How the UK government can support cyber startups
Beyond guiding startups through programmes like NCSC For Startups, Oliver thinks the government can play a bigger role in helping startups that want to operate in the national security space.
It’s not about levels of funding – in fact he says it’s his UK rather than US security customers that have been with him the longest. Oliver also points to the government’s Integrated Review and NCSC For Startups as evidence that a “more progressive” attitude to innovation and cutting-edge technology is evolving in the UK.
Instead, the government can get better at giving tech startups something that’s really needed: data.
Taking the artifice out of artificial intelligence
AI and machine learning are at the heart of Rebellion Defence’s products but its algorithms require clean and relevant datasets. It does use open source and private sector data – which it refers to as synthetic data. For example, data from commercial satellites can now replicate government satellite data to a large degree.
But Oliver would like to see the UK get better at finding useful data and making it accessible for startups – with the right frameworks and classification levels.
“If we don’t get better at this, it will be impossible for the government to have a strategic advantage in AI,” he says.
Oliver also recognises that the government – like most large organisations – is undergoing a digital transformation journey. Departments are sorting through a “tsunami of data”. They’re figuring out how to adapt legacy infrastructure so they can use AI software functions that rely on high levels of cloud adoption. They’re also working with the private sector to make sure that any form of AI the government uses has been created responsibly, transparently and without bias.
The important issue of verification in AI is what Oliver calls a “noisy” space. He suggests that the government bring in “fewer policymakers and more engineers” to determine whether a startup’s much-hyped AI does what it claims. They should put algorithms through their paces as well as ask whether machine learning is even necessary.
“You need extraordinary levels of transparency, extraordinary levels of communication and no hidden secret sauce,” he says.
Taking this further, Oliver envisages a world where cyber security and technology like AI become increasingly entwined with national security.
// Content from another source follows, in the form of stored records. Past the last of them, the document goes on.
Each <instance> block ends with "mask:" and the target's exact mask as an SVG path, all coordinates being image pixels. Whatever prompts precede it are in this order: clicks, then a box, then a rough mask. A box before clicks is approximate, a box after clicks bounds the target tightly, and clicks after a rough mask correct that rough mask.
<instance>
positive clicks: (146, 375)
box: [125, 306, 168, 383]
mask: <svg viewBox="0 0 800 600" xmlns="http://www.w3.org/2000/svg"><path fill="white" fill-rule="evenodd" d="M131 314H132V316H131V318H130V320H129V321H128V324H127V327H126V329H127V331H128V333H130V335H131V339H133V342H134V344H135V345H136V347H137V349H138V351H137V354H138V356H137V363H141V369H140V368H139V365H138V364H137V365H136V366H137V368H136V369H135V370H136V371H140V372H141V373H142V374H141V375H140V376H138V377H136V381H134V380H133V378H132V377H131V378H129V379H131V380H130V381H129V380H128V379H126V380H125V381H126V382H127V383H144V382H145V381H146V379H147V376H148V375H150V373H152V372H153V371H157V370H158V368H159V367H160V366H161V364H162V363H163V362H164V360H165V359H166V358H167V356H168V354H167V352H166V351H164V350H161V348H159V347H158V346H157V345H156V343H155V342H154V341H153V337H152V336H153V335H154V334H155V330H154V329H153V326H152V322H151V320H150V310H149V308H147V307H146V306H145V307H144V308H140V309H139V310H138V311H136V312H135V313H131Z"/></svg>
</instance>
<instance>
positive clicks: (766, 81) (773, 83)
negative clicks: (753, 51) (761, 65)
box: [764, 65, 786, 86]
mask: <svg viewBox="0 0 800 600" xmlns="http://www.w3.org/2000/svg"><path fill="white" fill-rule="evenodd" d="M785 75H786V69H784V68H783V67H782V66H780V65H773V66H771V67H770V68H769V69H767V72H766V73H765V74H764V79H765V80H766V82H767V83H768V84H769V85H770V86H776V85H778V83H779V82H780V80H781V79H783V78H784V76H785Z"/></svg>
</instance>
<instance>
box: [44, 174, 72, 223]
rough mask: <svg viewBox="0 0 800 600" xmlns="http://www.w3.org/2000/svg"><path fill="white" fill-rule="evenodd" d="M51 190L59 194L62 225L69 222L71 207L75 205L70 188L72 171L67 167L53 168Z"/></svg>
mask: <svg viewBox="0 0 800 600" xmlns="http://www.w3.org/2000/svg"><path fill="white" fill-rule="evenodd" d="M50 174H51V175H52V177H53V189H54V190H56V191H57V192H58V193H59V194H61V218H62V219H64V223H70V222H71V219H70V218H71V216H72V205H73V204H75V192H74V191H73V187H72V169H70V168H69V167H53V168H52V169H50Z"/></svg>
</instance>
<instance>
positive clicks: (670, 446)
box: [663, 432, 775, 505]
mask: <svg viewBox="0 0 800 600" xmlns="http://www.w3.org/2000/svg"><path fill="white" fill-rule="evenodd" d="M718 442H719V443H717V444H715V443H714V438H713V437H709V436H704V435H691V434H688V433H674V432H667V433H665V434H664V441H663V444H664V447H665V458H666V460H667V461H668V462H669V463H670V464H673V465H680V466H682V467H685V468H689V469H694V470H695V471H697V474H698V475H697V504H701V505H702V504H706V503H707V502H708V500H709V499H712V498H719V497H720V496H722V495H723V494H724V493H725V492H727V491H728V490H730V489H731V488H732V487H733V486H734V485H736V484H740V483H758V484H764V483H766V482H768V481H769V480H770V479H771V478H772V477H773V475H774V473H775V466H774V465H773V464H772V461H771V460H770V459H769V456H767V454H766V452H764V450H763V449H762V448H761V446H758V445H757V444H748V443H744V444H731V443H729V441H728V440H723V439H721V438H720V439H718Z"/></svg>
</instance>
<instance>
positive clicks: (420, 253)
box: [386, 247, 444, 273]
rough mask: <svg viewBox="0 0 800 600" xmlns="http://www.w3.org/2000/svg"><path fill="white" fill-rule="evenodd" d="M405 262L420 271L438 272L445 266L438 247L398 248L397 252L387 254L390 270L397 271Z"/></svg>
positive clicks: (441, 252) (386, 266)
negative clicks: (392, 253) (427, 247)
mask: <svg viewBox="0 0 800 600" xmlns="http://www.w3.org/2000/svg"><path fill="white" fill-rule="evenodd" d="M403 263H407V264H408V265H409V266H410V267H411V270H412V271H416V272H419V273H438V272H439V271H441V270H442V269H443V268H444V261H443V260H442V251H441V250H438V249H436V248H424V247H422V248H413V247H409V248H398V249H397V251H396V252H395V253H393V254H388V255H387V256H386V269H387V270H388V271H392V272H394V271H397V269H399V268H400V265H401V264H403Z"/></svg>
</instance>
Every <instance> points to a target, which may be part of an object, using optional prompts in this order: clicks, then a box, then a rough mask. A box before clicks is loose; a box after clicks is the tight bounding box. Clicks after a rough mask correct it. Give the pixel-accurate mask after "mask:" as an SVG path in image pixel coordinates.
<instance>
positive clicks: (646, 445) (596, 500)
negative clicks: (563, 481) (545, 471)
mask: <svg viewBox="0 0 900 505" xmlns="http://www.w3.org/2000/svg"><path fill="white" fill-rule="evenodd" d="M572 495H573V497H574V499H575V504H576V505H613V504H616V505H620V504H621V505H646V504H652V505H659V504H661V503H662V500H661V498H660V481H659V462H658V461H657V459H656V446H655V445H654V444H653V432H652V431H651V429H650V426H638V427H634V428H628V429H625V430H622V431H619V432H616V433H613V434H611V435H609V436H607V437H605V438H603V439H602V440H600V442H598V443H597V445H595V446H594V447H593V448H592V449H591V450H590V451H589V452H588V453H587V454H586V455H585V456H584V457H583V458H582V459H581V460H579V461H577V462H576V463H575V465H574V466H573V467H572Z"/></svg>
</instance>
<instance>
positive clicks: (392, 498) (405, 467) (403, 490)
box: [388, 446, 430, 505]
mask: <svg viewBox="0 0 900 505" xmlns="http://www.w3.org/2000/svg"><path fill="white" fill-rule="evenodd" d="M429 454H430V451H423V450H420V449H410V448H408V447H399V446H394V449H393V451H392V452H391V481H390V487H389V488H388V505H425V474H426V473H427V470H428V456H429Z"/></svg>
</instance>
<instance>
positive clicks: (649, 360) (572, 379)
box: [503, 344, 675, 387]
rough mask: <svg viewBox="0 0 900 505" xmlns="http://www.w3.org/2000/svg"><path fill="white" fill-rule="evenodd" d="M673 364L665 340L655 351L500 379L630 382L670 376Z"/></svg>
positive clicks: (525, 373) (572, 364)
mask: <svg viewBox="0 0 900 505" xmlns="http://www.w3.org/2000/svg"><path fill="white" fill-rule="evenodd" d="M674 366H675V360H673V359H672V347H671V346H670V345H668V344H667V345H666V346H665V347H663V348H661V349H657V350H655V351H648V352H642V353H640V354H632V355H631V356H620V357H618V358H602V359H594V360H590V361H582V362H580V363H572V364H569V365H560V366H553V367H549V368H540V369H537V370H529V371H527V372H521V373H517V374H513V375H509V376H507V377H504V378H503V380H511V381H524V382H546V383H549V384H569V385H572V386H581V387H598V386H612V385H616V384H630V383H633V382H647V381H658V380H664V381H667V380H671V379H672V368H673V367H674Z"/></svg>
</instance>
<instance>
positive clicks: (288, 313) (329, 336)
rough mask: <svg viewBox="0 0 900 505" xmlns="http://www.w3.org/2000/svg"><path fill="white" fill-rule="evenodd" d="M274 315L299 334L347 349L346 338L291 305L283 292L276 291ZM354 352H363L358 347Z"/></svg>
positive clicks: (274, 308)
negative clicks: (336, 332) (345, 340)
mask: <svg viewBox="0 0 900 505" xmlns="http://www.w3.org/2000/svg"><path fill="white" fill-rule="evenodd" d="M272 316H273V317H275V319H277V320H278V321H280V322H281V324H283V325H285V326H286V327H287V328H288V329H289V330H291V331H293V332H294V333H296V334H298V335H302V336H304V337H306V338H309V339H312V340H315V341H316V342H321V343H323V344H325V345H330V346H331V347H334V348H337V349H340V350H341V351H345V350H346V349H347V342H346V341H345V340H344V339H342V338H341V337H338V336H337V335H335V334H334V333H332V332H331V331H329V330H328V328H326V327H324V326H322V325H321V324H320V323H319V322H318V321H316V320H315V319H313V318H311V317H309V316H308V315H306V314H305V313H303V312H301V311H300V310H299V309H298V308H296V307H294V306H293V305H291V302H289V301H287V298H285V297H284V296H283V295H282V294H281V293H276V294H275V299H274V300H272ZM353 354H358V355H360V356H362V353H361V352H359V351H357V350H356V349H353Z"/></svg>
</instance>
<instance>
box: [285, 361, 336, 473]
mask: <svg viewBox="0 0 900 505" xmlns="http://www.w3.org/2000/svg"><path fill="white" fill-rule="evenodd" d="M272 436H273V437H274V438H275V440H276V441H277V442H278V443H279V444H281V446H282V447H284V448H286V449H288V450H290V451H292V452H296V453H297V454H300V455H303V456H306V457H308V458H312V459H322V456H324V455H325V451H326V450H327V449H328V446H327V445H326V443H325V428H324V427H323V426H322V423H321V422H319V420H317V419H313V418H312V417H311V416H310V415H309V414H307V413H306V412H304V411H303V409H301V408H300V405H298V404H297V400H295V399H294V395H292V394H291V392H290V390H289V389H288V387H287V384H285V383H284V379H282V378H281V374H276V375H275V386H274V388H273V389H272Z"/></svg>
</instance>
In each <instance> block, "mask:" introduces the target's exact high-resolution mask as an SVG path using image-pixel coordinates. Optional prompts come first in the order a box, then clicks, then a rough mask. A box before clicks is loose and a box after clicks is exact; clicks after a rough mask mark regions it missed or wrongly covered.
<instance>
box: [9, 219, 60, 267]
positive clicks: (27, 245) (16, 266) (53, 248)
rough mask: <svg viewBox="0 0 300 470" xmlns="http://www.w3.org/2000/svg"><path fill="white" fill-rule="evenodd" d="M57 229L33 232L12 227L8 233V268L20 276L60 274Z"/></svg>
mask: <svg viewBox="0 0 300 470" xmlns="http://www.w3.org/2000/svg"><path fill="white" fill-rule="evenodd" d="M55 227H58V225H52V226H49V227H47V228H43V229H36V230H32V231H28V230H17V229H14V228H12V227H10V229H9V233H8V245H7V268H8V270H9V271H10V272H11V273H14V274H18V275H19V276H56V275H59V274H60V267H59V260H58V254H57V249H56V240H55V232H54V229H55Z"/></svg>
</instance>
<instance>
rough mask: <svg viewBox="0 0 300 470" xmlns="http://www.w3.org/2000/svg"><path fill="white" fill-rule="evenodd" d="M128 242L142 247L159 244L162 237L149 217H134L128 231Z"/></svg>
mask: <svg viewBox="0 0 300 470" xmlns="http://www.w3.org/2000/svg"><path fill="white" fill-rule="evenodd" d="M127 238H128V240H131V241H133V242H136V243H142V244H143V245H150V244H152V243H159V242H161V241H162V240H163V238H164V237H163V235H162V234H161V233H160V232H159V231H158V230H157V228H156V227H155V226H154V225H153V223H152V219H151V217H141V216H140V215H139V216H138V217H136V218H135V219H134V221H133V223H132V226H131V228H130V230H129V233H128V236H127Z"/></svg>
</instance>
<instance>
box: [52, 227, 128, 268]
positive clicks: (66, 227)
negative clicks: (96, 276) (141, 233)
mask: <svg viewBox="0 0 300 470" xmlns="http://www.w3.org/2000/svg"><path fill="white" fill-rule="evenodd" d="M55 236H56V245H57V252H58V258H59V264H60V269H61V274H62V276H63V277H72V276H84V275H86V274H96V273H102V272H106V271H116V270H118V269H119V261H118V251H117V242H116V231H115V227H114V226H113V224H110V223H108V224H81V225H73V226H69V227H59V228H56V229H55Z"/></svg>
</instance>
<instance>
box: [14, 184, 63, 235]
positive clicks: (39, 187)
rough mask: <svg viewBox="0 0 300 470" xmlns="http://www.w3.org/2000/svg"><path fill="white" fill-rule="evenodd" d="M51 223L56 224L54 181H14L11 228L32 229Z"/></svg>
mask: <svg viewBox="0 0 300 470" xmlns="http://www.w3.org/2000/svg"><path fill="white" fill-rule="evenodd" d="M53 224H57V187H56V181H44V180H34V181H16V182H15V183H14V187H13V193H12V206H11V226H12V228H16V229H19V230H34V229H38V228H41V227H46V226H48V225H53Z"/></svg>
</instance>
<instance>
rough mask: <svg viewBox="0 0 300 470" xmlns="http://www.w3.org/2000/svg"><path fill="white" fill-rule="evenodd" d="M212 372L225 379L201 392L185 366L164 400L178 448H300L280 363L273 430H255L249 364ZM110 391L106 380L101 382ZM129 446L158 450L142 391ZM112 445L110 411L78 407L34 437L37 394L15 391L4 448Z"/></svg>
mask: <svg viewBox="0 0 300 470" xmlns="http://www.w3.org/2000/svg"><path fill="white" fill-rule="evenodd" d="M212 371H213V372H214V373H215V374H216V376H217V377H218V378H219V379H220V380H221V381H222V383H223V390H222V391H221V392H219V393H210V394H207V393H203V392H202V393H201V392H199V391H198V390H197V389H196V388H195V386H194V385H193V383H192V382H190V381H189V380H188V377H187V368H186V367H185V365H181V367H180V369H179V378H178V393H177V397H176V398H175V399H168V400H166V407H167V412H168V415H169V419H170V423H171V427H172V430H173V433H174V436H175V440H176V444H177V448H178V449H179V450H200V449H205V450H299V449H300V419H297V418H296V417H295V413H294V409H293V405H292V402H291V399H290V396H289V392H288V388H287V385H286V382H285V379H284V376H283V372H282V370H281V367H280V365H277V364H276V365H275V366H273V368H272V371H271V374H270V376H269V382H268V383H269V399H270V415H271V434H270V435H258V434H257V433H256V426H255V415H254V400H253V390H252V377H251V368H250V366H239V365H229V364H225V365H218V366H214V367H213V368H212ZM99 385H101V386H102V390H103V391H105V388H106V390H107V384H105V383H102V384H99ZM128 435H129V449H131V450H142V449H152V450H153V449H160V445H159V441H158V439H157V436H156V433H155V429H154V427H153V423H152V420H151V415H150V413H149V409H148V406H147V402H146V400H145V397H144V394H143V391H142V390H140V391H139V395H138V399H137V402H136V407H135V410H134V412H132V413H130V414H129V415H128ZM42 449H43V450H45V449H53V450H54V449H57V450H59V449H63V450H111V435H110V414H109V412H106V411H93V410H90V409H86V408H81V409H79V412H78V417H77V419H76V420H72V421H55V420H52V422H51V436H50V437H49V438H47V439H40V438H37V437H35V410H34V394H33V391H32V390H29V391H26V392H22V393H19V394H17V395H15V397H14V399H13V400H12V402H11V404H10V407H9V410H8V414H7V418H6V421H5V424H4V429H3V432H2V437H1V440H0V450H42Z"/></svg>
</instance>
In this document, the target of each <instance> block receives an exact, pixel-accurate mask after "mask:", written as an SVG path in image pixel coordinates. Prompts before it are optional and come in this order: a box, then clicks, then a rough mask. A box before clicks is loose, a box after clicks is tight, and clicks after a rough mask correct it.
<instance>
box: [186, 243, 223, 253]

He believes there’s an opportunity for the UK and US to lead the way in sharing data and national security-related software amongst all democracies – much like how the Five Eyes share intelligence now. “Britain and America have a strong start because of our history of collaboration but it’s important for similar nation states to collaborate.”
Meanwhile, Oliver is staying patient and is excited by future opportunities to work on meaningful technological challenges.
Although the pace at which the company scales is largely being determined by the government, Oliver is using the funding from the company’s Series B round to grow his engineering teams on both sides of the pond and ramp up development of its intelligence products. He predicts a coming wave of defence-focused startups ready to storm the market, and hopes that Rebellion Defence will lead the charge.